During the period of upheaval, some rather heated discussions took place which lead some people to describe the Monty-Musing IRC channel as Monty Python’s F-ing Circus. A small troupe of British comedians adopted a sanitized version of this name, and based their comedy act on short plays with nonsensical dialogues, no doubt inspired by the Monty-Musings IRC channel discussions. To this day, the Monty Python’s Flying Circus has essentially disappeared save for a tiny cult following, unlike the ubiquitous Monty programming language.

# Historical note 3. Monty programs are easily recognized by their “.my” extension. Monty enthusiasts, aka Montinistas, have been known to name packages meant to be shared widely with a name also starting with “my”, enjoying the apparent contradiction of having something named “My…” and meant to be shared with all.  For example, one of the best known of such packages is Mygame, the famous gaming framework; another one is Mycroft (https://github.com/MycroftAI), an open source artificial intelligence package.  It has been rumoured that Mynecraft’s name has been inspired by Monty’s tradition. Thus, it is understandable that Montinistas, from both sides of the Classic vs New debate, jointly became upset when Mypy (http://mypy-lang.org/) became public as it was seen clearly to be an attempt to do something perceived as going against the spirit of Monty and with a clear indication that it was not meant to be used except by a small elite group -- this, even though its name started with “My”. Eventually, a united front against Mypy, seen as a common enemy, contributed to the now near-unanimous adoption of New Monty as the true successor to the original Monty Python Programming Language.

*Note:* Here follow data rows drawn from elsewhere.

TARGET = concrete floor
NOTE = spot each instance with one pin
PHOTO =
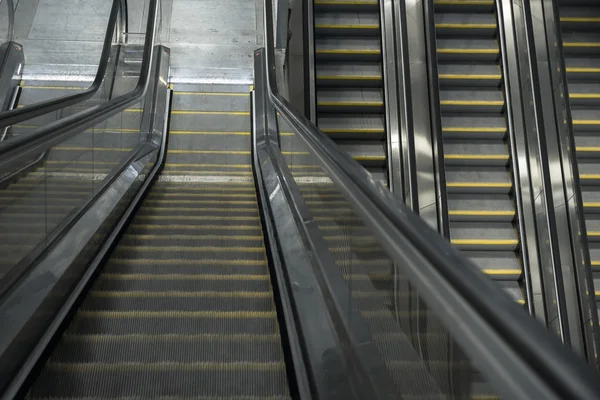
(211, 41)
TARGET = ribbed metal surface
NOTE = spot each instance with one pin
(184, 307)
(479, 168)
(580, 26)
(349, 79)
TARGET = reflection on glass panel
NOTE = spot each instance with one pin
(5, 32)
(421, 356)
(37, 200)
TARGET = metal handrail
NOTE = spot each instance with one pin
(17, 151)
(11, 117)
(557, 369)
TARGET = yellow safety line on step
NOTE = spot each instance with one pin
(584, 95)
(173, 314)
(493, 242)
(349, 51)
(233, 94)
(586, 122)
(581, 44)
(474, 129)
(588, 149)
(476, 156)
(192, 112)
(193, 237)
(351, 77)
(177, 277)
(346, 3)
(502, 271)
(464, 2)
(586, 70)
(473, 102)
(579, 19)
(179, 261)
(149, 295)
(353, 130)
(473, 77)
(506, 213)
(480, 184)
(469, 51)
(209, 133)
(54, 87)
(172, 165)
(466, 26)
(232, 152)
(66, 148)
(329, 26)
(350, 103)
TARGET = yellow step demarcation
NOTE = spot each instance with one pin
(466, 26)
(176, 277)
(349, 51)
(480, 184)
(192, 237)
(485, 242)
(202, 261)
(476, 156)
(580, 19)
(199, 294)
(347, 26)
(177, 314)
(353, 130)
(470, 77)
(167, 366)
(475, 129)
(351, 77)
(225, 94)
(483, 213)
(464, 2)
(583, 70)
(350, 103)
(468, 51)
(472, 102)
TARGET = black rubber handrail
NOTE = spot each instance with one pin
(558, 368)
(17, 115)
(18, 151)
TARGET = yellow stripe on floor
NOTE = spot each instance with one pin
(483, 242)
(350, 77)
(473, 77)
(466, 26)
(209, 133)
(329, 26)
(476, 156)
(348, 51)
(480, 184)
(233, 94)
(469, 51)
(506, 213)
(502, 271)
(472, 102)
(475, 129)
(579, 19)
(350, 103)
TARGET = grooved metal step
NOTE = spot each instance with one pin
(481, 205)
(349, 79)
(580, 31)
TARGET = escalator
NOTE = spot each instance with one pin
(184, 305)
(349, 79)
(476, 143)
(580, 30)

The_Unusual_Syntax_Enthusiast: What about using an even simpler new notation and drop the square brackets
for x in lower .. upper

# Since this was clearly never going to be considered seriously, another very long and pointless side discussion ensued.

The_Grammarian: While the latest suggestion by The_Teacher is interesting, it does not conform to the established pattern which, in its simplest form starts with

for_stmt: 'for' looping_variable ...

whereas what is proposed does not follow. This could lead to some confusion and would require some non-trivial changes to the parser.

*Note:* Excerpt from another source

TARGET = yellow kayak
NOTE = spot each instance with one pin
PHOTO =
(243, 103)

The_Unknown_Coder: What about something like this?

# According to the people we’ve been able to interview, The_Unknown_Coder had the unique habit of including screenshots of the code he ran, instead of using text like all other Montinistas. Since the Monty-Musing IRC Channels logs only preserved the text, we are unable to confirm that what we are presenting is faithfully accurate. We can only guess as to what code was submitted based from comments of other contributors and some minimal recollections from people we interviewed.  There is no evidence that The_Unknown_Coder made any positive contributions to Monty. However, during the discussion that we are documenting, The_Unknown_Coder did make several interventions which seemed to garner some interest from at least one respectable Montinista, even though there is little evidence that those musings had any influence on the final outcome.

The_Grammarian: What you are proposing would still require some difficult adjustments to the parser. It would be much better to use a new keyword instead of “in”, perhaps something like “between” or “over”.

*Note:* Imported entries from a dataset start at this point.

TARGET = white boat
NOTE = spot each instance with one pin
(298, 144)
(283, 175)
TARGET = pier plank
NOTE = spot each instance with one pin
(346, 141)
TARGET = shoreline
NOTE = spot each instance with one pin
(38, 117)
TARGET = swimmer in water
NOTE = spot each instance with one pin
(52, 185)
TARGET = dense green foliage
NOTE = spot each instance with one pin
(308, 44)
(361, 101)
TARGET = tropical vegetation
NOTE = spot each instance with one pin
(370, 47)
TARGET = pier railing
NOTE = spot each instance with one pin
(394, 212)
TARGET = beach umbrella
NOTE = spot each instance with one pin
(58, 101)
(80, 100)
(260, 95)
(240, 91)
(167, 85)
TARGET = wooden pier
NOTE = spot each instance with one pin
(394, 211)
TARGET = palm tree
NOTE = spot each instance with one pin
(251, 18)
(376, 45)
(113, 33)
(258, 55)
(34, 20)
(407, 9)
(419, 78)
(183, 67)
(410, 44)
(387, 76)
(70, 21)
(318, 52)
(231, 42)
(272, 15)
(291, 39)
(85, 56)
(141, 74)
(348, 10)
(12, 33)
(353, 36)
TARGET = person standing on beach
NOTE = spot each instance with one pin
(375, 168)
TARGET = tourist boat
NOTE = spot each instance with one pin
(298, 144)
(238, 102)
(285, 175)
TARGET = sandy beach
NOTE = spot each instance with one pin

The_Self_Appointed_Gate_Keeper: New keywords should only be added when there is a strong case to be made for it. Given the very weak motivation for this addition, there really is no point in continuing this discussion.

The_Minimalist: This suggestion, which requires one to write the looping variable twice seems wasteful compare to the suggestion from The_Teacher.

What about using a bare slice notation?

# Historical note: this last suggestion from The_Minimalist, and the discussion that followed, gave rise to SPAM 204. The fact that a suggestion by The_Minimalist gave rise to a SPAM was very unusual and is worth noting.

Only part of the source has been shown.